Per quanto riguarda il personale, confermo che negli ultimi anni in particolare ciò che viene a mancare sono delle figure di età media (non giovani né troppo avanti) in grado di gestire le attività del punto vendita. Si trovano solo studenti con grande volontà che imparano il mestiere, hanno cordialità ma lo vedono come un mestiere di passaggio.

Manca la prospettiva. E quindi rimangono o le vecchie leve (da noi lavora ancora chi ha iniziato a 16 anni e ora è prossimo alla pensione) oppure i giovanissimi che se ne andranno. Manca quindi il professionista su cui contare, stabile, forte e capace di rapportarsi al cliente. Non è una questione di soldi.

Questo è un mestiere che è ancora visto come limitante: confrontarsi con il pubblico è molto faticoso ed è condizionante per la vita sociale a causa di turni, e delle mancate vacanze. A volte non si comprende che si potrebbe fare carriera spendendosi un po’ di più. Se si intende quello del barista come un lavoro da operaio, non diventerà mai attrattivo.

Noi ci affidiamo sempre a delle agenzie per la ricerca di personale e quindi procediamo così. Talvolta ci capita di assumere conoscenti di chi lavora già in azienda, ma avviene sempre meno ormai, proprio per evitare che si creino conflitti interni. Per il laboratorio invece ci appoggiamo anche alle scuole.

Per il servizio in sala questo scambio non accade, perché per la parte del bar non troviamo qualcuno che sia formato a dovere dagli istituti. Un peccato, perché l’ospitalità dietro al bancone richiede competenze specifiche.”

Sul piano della sostenibilità cosa avete già adottato e cosa avete intenzione di fare?

“Vogliamo affrontare questo tema come gruppo, creando un insieme di laboratori, pasticcerie e panificatori. Perché la svolta sostenibile non può essere solo ridotta all’installazione di pannelli fotovoltaici, ma deve diventare una strategia integrata che impatti in maniera seria e concreta. Un’altra cosa importante è monitorare poi gli effetti di questo intervento: saremo appoggiati su questo aspetto da degli istituti di ricerca, che ci guideranno in questo percorso. Ne riparleremo presto.”

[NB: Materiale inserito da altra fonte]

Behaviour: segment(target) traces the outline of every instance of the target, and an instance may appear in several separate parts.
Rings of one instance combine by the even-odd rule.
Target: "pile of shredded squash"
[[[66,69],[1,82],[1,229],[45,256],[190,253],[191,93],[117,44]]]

Progetti futuri per Sartori?

Tutto il team Sartori (foto concessa)

“Sicuramente vorremmo riuscire a completare l’offerta e a rimettere in pista tutto il mondo Sartori. In particolare ci concentreremo sulla parte dell’aperitivo salato, sulla pausa pranzo, e sul mondo dell’e-commerce da sviluppare che non siamo riusciti sino ad oggi a seguire per bene. E infine, organizzare di nuovo degli incontri con il pubblico. Vogliamo riportare armonia. E anche mandare avanti un progetto tutti insieme, ufficializzando il nostro concetto e approccio al cibo, condividendolo con gli altri colleghi. Si parla di un percorso a lungo termine.”